6 wickedchicken Apr 04, 2006 23:11
stk wrote:
Hmm. Have a look at the "bSideBar" selector in your CSS. It should be an ID selector [#], not CLASS selector [.] ;)
..more tips...
Well, I tried your tips but unfortunately nothing seemed to work. Well, that's not true if I unfloat bPosts and move the html like you said it does always load the page correectly but its very ugly. All the diebar stuff ends up on top with the posts underneath. I'm sure this isn't what you intended but its how it turned out for me.
7 elizzza Apr 24, 2006 01:25
Dear WickedChicken,
the only way to solve the disappearing scrollbar problem is to delete the
Doc Type Definition in line 5 of your _main.php (within your prefered skin).
IE does not like XHTML and therefore behaves buggy.
I know, this is not the elegant way, but it helps. DonĀ“t know of any other solution.
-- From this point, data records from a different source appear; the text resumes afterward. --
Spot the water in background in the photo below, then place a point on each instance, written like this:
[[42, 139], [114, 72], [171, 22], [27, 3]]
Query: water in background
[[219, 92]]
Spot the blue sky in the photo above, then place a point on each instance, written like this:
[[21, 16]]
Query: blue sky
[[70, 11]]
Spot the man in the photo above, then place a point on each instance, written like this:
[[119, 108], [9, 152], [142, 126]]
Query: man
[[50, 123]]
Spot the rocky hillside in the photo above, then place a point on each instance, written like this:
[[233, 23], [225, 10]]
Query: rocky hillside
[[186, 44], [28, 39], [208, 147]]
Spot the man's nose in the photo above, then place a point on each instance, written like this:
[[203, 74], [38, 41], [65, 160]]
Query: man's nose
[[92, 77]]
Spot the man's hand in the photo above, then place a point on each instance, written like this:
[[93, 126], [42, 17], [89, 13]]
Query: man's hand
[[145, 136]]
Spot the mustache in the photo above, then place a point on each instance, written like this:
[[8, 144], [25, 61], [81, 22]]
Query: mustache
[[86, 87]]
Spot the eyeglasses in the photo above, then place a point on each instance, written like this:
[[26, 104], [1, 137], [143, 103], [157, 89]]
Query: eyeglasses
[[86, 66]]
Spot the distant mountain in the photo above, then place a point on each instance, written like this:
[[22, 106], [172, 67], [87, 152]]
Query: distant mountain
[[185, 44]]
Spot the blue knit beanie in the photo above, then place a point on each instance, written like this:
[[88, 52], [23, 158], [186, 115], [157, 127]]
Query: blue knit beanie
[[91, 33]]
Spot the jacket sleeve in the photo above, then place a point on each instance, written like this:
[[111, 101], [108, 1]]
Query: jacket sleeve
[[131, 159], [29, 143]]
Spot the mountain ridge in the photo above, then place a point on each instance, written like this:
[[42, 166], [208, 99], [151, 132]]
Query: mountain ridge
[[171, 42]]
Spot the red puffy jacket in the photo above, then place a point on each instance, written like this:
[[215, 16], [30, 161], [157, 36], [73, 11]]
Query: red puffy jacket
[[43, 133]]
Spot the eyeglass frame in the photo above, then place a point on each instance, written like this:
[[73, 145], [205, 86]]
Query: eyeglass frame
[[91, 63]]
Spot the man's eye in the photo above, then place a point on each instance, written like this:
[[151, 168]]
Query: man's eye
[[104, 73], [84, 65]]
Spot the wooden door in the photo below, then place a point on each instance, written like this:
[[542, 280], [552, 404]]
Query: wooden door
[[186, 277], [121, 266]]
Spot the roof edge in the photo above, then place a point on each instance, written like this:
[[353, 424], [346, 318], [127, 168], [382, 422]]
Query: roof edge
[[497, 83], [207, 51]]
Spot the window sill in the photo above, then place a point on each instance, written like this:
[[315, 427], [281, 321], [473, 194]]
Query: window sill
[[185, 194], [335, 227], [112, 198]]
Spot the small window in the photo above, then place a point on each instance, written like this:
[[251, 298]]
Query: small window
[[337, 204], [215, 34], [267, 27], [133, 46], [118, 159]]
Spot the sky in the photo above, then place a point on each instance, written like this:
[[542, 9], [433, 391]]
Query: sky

There is a small issue to be solved additionally: After removing your DTD, you also have to make your font sizes in your stylesheet one tick smaller each.
Kind regards from Austria
eliZZZa
8 stk Apr 24, 2006 07:11
IE does not like XHTML and therefore behaves buggy
Not that I'm an IE fan, but LOL. :lol:
Weird. I don't have a solution yet, but here's some more info.
1. It's only happening in Internet Explorer. Firefox and Opera don't have the scrolling problem.
2. If I reload the page over and over the problem comes and goes.
3. custom.css contains this:
I don't think you want the image anymore.
4. Internet Explorer seems to stop displaying as soon as it gets to the part where FF starts showing bg.png. Then the times when IE loads the whole page, the background image is not visible.
Try changing that line to background: #000; Even if it doesn't fix your IE problem, it will make your page look better in FF and Opera.